He grasped a flaw in the steel's structure and ripped.
"Get Sara and both of you get behind me,” he told Katra as he tore the door off its hinges and threw it onto the concrete freeway.
"Right."
He spread his wings looking for an opening in the driver's protection. Nothing.
"He caught me when I came out,” Sara shouted. She emerged from the car just as the driver pulled a heavy gun.
"And now I've caught all of you,” the driver observed. “I don't know how you got past Bob, but you've run out of runway."
"Put the weapon away.” Jack pushed his powers of compulsion into his voice.

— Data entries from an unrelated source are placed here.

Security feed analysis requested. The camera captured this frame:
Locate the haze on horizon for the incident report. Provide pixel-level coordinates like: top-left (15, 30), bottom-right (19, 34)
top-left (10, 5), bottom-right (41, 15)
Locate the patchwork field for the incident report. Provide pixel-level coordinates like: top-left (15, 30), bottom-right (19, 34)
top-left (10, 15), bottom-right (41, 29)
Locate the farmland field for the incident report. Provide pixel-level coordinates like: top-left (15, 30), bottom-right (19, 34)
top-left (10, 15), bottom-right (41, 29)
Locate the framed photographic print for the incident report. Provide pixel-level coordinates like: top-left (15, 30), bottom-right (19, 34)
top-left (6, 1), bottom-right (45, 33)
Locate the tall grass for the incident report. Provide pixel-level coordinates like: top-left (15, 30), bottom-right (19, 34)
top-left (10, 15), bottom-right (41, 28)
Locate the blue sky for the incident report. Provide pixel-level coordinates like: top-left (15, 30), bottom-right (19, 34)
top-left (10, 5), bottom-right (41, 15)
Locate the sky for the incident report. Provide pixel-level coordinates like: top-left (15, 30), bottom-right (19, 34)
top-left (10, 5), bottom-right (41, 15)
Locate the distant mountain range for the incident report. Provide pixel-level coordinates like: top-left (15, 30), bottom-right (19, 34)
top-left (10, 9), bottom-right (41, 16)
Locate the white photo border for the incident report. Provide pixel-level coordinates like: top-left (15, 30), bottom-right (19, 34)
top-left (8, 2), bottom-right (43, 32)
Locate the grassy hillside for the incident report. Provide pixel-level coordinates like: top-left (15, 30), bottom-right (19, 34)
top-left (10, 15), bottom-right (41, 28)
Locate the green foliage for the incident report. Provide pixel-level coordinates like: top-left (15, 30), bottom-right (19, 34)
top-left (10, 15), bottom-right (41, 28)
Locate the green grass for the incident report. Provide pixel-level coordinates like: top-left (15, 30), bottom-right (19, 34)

"Sure. Once you get in the vehicle and strap in."
"The women are under my protection."
"Protected by a demon? That's a good one,” the driver sneered. “Have you possessed them, or are they just lost souls?"
"They are my friends."
"Another good one.” The driver guffawed with real appreciation. “I never heard of a demon with a sense of humor."
He managed to get control of his laughter and deliberately cocked the automatic, feeding a shell into the chamber. “As far as I know, there ain't no law against shooting a demon in Texas."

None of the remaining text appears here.